Objective
The purpose of this project was to investigate the techno-economic benefits that large scale, stationary energy storage technology could provide to military microgrid installations. Maintaining continuity of electric power supply to serve mission critical loads within military installations is a top priority throughout the Department of Defense. Recent increases in the frequency of utility power outages due to weather related events and the potential for cybersecurity threats have created new challenges to ensuring resilient installation operation. Microgrids, often containing diesel generators (DGs) and advanced battery systems, can allow installations to maintain continuity of service and continue to serve critical loads for long duration outages.
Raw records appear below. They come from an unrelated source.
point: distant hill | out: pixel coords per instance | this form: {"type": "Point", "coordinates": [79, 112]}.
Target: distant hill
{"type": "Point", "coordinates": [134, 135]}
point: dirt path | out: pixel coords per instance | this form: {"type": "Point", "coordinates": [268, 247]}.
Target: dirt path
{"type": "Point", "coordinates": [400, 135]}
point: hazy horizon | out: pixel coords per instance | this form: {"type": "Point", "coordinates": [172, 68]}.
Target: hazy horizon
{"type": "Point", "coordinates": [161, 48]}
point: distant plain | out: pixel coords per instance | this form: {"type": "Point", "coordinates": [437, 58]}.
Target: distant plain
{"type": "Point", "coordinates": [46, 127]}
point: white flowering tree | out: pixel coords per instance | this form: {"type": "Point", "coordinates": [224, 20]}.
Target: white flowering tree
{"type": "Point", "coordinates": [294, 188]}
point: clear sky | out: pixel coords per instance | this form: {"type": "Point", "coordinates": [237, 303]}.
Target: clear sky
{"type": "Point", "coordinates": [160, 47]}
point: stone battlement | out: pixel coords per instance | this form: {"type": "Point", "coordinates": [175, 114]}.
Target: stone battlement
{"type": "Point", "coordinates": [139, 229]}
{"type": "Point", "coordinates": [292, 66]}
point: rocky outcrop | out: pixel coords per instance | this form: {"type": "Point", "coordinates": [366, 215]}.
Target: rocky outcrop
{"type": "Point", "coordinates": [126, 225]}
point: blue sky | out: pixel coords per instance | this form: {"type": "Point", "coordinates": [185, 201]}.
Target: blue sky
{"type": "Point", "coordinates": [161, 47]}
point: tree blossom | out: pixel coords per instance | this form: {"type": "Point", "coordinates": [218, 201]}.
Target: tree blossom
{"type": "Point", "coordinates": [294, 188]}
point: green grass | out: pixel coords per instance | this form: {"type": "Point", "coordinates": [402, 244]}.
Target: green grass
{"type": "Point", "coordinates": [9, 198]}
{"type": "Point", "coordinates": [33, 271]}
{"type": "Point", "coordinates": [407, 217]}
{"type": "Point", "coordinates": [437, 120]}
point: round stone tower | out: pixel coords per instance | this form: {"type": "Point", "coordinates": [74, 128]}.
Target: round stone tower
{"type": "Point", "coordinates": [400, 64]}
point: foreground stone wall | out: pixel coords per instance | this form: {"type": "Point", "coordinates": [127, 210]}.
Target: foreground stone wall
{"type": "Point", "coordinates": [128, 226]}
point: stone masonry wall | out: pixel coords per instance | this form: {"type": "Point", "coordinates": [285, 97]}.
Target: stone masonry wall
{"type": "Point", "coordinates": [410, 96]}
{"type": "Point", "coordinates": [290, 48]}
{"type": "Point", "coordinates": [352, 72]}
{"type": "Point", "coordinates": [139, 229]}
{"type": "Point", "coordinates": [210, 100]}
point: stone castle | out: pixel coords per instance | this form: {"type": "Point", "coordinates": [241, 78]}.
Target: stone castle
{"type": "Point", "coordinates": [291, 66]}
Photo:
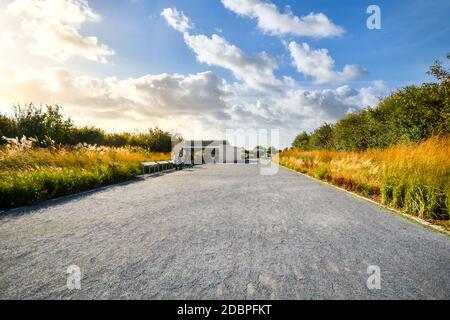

To date, lead acid and more recently lithium ion batteries have been included as assets that complement DG operation as opposed to DG replacement assets, primarily because of the high cost and limited energy duration of those commercially available battery technologies. However, recently developed flow battery storage technology is a promising potential alternative to reduce dependence on DGs while still ensuring system reliability. Vanadium Redox Flow (VRF) batteries offer unique differentiators to lead acid and Li-Ion battery technologies such as increased safety, longer rated duration, and longer life. However, the nascency of VRF technology and limited understanding of reliability and operational performance, coupled with high equipment cost, typically limit the opportunities for field deployment. It was the objective of this work to study the VRF technology and characterize its reliability related performance to support a microgrid and the economic value the technology can generate for a site, while identifying limitations or challenges related to the technology that need improvement to foster growth of the technology sector.
Technology Description
The core technical work of this project entailed statistical reliability analysis using Monte Carlo based simulation methods, operational modeling of “value stacking” of energy storage using Ameresco’s Python-based AESOP optimization tool, and assessment of 20-year economic feasibility of flow battery, lithium ion battery, and DG enabled microgrids. Time series and Monte Carlo modeling methods were used to simulate system operation.
Demonstration Results
The results suggest that there is the potential to replace a redundant DG with a VRF battery while ensuring adequate reliability of the microgrid and lowering the cost of critical load support as compared to a DG microgrid. However, results show that certain economic and market conditions are needed to yield such benefits, and that significant capital and operational cost reductions of VRF battery equipment are needed to offer a better alternative to lithium ion battery technology. Finally, because of key initial assumptions within the scope of this work, it is recommended that further investigation be performed to assess the feasibility of the VRF battery solution while incorporating electric distribution system details and further studying the response time, operating characteristics, and system life considerations of the VRF technology.
Implementation Issues
Technical analysis and results allowed for determination of appropriate system sizing, estimated implementation cost, expected annual operating and maintenance costs, and annual savings and value of the proposed VRF BESS systems at each site that satisfied the baseline reliability Critical Load Coverage Probability Curve (CLCPC). The metric for acceptable reliability performance was a CLCPC that met or exceeded the ESTCP provided fixed load baseline coverage curve as modeled against the 100% of critical load profile. A 20-year net present value (NPV) approach was used to assess project economics, to determine battery configurations that provided an equal or lower cost of critical load support as compared with the DG only baseline.